困り果て、嫌がるミントの服を脱がそうと、服の袖に手を掛ける。後ろでは、ボージョンの狂態を見て、ジェドは少し焦ったが、頭の中では、先駆けされた、といった悔しい顔になった。
「おいっ! ボージョン、ミントさんを、ミントさんをっ! ミントさんっ! さあ、この俺の手をっ! この凶漢は、この俺が倒しますのでっ!」
そう言うと、ジェドは部屋の隅に転がっていた薪用の丸太で、ボージョンの頭を殴り付ける。上手く力が入らず、ジェドは脚をもつれさせ、転がる。

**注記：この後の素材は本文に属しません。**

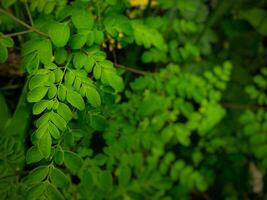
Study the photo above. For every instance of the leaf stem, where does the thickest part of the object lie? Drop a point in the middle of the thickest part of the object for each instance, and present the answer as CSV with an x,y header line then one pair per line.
x,y
136,71
18,33
22,23
29,13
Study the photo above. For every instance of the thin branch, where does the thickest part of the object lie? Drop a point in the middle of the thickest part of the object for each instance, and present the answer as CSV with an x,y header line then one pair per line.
x,y
22,22
29,13
136,71
18,33
242,106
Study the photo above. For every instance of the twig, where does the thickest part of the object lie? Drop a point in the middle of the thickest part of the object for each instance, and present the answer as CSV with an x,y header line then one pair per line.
x,y
242,106
18,33
22,23
29,13
136,71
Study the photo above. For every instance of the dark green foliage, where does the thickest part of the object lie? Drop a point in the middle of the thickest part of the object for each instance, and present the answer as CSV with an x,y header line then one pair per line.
x,y
188,122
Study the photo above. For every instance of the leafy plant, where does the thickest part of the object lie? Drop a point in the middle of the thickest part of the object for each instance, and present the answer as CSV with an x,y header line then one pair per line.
x,y
188,122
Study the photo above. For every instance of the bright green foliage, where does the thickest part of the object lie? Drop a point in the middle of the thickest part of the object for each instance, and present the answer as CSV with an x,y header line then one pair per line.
x,y
5,42
188,122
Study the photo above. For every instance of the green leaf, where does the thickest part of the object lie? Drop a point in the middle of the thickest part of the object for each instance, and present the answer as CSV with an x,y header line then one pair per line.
x,y
38,80
37,94
60,55
58,121
33,155
7,41
52,91
62,92
93,96
8,3
82,19
40,107
53,130
59,34
75,99
58,178
124,175
98,37
78,41
106,181
97,71
37,175
45,51
115,82
59,156
36,191
98,122
53,193
69,78
3,53
79,60
257,18
44,145
89,64
30,62
64,111
72,161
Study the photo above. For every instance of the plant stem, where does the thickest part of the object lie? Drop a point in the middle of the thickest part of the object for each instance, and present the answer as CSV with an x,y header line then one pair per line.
x,y
22,23
136,71
29,13
18,33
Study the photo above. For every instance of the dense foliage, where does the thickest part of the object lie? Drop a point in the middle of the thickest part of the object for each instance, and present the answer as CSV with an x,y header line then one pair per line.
x,y
118,99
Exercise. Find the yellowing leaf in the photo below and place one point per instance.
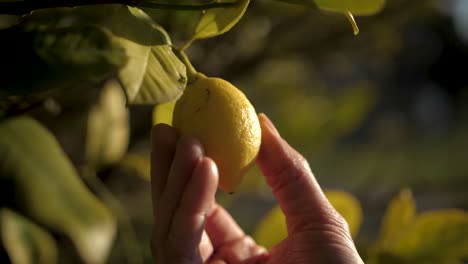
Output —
(356, 7)
(162, 113)
(272, 228)
(47, 188)
(434, 235)
(139, 162)
(24, 241)
(108, 127)
(349, 208)
(217, 21)
(399, 215)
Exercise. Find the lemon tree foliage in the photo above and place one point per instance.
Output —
(356, 7)
(24, 241)
(108, 128)
(162, 113)
(400, 213)
(349, 207)
(272, 229)
(217, 21)
(47, 188)
(57, 57)
(91, 43)
(439, 236)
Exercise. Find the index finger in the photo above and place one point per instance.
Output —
(163, 145)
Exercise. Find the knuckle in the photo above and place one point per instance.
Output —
(292, 171)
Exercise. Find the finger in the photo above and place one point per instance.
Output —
(291, 179)
(190, 218)
(221, 227)
(188, 154)
(243, 250)
(163, 145)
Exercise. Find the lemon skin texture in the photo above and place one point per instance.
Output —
(222, 118)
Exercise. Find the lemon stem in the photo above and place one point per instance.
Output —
(192, 73)
(353, 23)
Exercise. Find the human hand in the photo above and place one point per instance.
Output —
(191, 228)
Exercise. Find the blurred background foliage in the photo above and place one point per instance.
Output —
(373, 114)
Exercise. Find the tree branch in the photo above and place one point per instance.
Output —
(27, 6)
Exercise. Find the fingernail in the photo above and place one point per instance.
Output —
(269, 124)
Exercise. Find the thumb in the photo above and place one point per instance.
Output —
(293, 183)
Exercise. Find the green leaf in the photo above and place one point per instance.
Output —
(24, 241)
(44, 59)
(349, 208)
(153, 73)
(217, 21)
(356, 7)
(400, 213)
(434, 235)
(108, 130)
(272, 229)
(162, 113)
(44, 185)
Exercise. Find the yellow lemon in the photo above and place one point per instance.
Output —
(222, 118)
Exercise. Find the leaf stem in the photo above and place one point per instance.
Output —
(353, 23)
(192, 73)
(26, 7)
(189, 7)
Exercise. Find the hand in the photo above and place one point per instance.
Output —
(191, 228)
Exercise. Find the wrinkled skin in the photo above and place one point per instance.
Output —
(191, 228)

そんな事をやっている間に、ボージョンの右手はミントの服の下を這いずりまわり、ミントの胸はじかに触られていた。
ミントの顔は、恐怖に引き攣り、泣き顔になっていく。
ボージョンは、自らのズボンを下ろしていく。
「い、いや、止めてっ!」
「ははっ! 大丈夫だぜっ! じきに気持ちよくなるさっ! 女はみんなそうだっ!」
ジェドは、酔いながら、何度かボージョンの背中を丸太で叩くが、一向にこの盗賊の青年は止めようとしない。ついに、ジェドは困惑しながら、人を呼びに行こうと戻る。そして、ここが盗賊、山賊達の根城である事を思い出す。……無法者達ばかりなのだ、迷い込んだミントの運命は、それで決まっていたのかもしれない。
「クソっ! ボージョンっ! ふざけるなっ!」
ジェドは、意を決して、手にした丸太に力を込める。
そして、盗賊の青年の頭に力いっぱいに固い凶器を振りおろす。
「ミントさんの初めては、俺が奪うんだっ!」
ジェドは、魂の奥底から叫んだ。
ミントの顔は、完全に困り果てていた。
彼女の服は、かなりはだけていた。
スカートも、破かれ、めくれている。
頭から出血しながら、ボージョンは地面に倒れる。
ジェドは、丸太を投げ捨てる。
「ミントさん、俺、やりましたよっ! 貴方を助けましたよっ! ほら、この俺の胸に飛び込んでっ!」
ジェドは、ミントの下へと駆け寄る。だが……。
途中にあった、酒瓶によって、見事に脚を滑らせる。
そしてそのまま……。
ジェドは、ミントの胸倉に掴みかかり、脱ぎかけの服を引き裂き破き、そして、スカートも、中の下着も、全て引きずり下ろしてしまった。
ミントの裸体を、ジェドはまじまじと見る。
彼女の小さな胸が見えた。
まるで、膨らみの無い胸だ。
ジェドは、そのまま視線を彼女の下腹部へと向かわせていく。
ミントの脚の付け根が、ジェドの視界に完全に映る。
ジェドにとって、生まれてはじめて、母親以外の女性の裸身を見る瞬間だった……。
………………。
ジェドは、眼を疑った。
ミントの股の付け根から、本来ならば、ある筈の無いものがあった。
…………。
それは、男性器だった。
小さいが、確かな幹がそそり立っている。
†
ベルジバナは、ガザディスに報告しようかどうか迷っていた。
一刻を争うかもしれない。
その前に、彼は魔法を詠唱する為の武器を取る為に、自室へと向かった。